Pooled-adjacent-violators algorithm for general isotone regression problems. It allows for general convex target function, multiple measurements, and different approaches for handling ties.

Usage

gpava(z, y, weights = NULL, solver = weighted.mean, ties = "primary", p = NA)

Value

Generates an object of class gpava.

x

Fitted values

y

Observed response

z

Observed predictors

w

Weights

solver

Convex function

call

Matched call

p

Fractile value

Arguments

z

Vector of abscissae values

y

Vector or list of vectors of responses

weights

Vector of list of vectors of observation weights

solver

Either weighted.mean, weighted.median, weighted.fractile, or a user-specified function (see below)

ties

Treatment of ties, either "primary", "secondary", or "tertiary"

p

Fractile value between 0 and 1 if weighted.fractile is used

Author

Kurt Hornik, Jan de Leeuw, Patrick Mair

Details

A Pool Adjacent Violators Algorithm framework for minimizing problems like

$$\sum_i \sum_{J_i} w_{ij} f(y_{ij}, m_i)$$

under the constraint \(m_1 \le ... \le m_n\) with \(f\) a convex function in m. Note that this formulation allows for repeated data in each block (i.e. each list element of y, and hence is more general than the usual pava/isoreg ones.

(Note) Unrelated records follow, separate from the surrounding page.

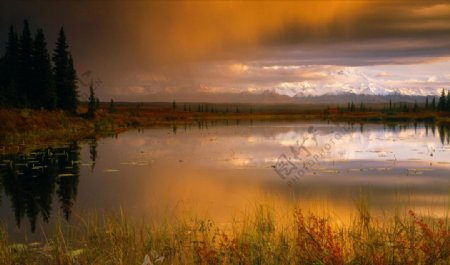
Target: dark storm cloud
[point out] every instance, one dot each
(129, 43)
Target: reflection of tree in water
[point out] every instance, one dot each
(30, 180)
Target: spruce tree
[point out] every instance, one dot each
(44, 92)
(442, 101)
(25, 76)
(64, 75)
(10, 70)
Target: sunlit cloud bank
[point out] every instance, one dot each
(170, 50)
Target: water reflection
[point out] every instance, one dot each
(219, 166)
(31, 180)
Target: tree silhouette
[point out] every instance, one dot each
(25, 82)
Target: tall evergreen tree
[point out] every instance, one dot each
(442, 101)
(64, 75)
(25, 74)
(44, 92)
(10, 70)
(416, 107)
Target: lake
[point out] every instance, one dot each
(222, 169)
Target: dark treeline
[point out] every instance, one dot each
(29, 78)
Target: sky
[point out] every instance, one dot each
(203, 50)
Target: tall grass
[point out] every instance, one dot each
(259, 237)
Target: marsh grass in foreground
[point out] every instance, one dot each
(259, 238)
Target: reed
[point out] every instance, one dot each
(257, 237)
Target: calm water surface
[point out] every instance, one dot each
(220, 170)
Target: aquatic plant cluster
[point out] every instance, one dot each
(260, 238)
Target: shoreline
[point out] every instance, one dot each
(23, 129)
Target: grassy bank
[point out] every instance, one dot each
(24, 128)
(259, 238)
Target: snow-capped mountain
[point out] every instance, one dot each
(350, 80)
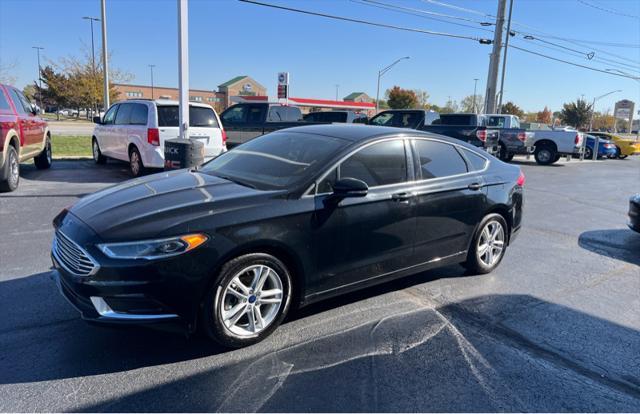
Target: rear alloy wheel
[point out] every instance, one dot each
(488, 245)
(12, 171)
(97, 154)
(545, 155)
(248, 302)
(44, 159)
(135, 162)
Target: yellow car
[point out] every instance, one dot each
(626, 146)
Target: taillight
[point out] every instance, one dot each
(153, 136)
(521, 179)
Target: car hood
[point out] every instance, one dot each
(162, 204)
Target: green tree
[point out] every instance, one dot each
(401, 98)
(512, 109)
(472, 104)
(576, 114)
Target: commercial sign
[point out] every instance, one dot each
(283, 85)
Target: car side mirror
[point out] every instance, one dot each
(349, 188)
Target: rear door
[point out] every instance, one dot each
(450, 196)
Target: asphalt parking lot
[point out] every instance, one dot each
(555, 328)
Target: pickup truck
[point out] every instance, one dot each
(245, 121)
(23, 135)
(514, 140)
(553, 143)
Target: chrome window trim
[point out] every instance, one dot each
(313, 186)
(104, 310)
(54, 252)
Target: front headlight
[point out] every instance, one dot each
(153, 249)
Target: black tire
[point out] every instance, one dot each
(11, 171)
(237, 336)
(545, 154)
(136, 167)
(475, 263)
(97, 154)
(45, 158)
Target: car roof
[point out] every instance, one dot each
(361, 132)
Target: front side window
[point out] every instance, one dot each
(276, 161)
(123, 117)
(237, 114)
(382, 163)
(110, 116)
(438, 159)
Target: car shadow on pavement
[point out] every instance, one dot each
(354, 353)
(620, 244)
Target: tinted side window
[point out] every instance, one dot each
(110, 116)
(438, 159)
(4, 103)
(378, 164)
(477, 162)
(123, 117)
(139, 114)
(17, 101)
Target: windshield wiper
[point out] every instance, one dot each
(235, 180)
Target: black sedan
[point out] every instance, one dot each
(634, 213)
(284, 220)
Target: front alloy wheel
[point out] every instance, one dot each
(248, 301)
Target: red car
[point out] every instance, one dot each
(23, 135)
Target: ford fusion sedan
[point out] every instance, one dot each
(284, 220)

A solver for the unconstrained \(\sum_k w_k f(y_k, m) -> min!\) can be specified. Typical cases are \(f(y, m) = |y - m|^p\) for \(p = 2\) (solved by weighted mean) and \(p = 1\) (solved by weighted median), respectively.

Using the weighted.fractile solver corresponds to the classical minimization procedure in quantile regression.

The user can also specify his own function foo(y, w) with responses and weights as arguments. It should return a single numerical value.

References

de Leeuw, J., Hornik, K., Mair, P. (2009). Isotone Optimization in R: Pool-Adjacent-Violators Algorithm (PAVA) and Active Set Methods. Journal of Statistical Software, 32(5), 1-24.

Examples

Run this code

data(pituitary)
##different tie approaches
gpava(pituitary[,1],pituitary[,2], ties = "primary")
gpava(pituitary[,1],pituitary[,2], ties = "secondary")
gpava(pituitary[,1],pituitary[,2], ties = "tertiary")

##different target functions
gpava(pituitary[,1],pituitary[,2], solver = weighted.mean)
gpava(pituitary[,1],pituitary[,2], solver = weighted.median)
gpava(pituitary[,1],pituitary[,2], solver = weighted.fractile, p = 0.25)


##repeated measures
data(posturo)
res <- gpava(posturo[,1],posturo[,2:4], ties = "secondary")
plot(res)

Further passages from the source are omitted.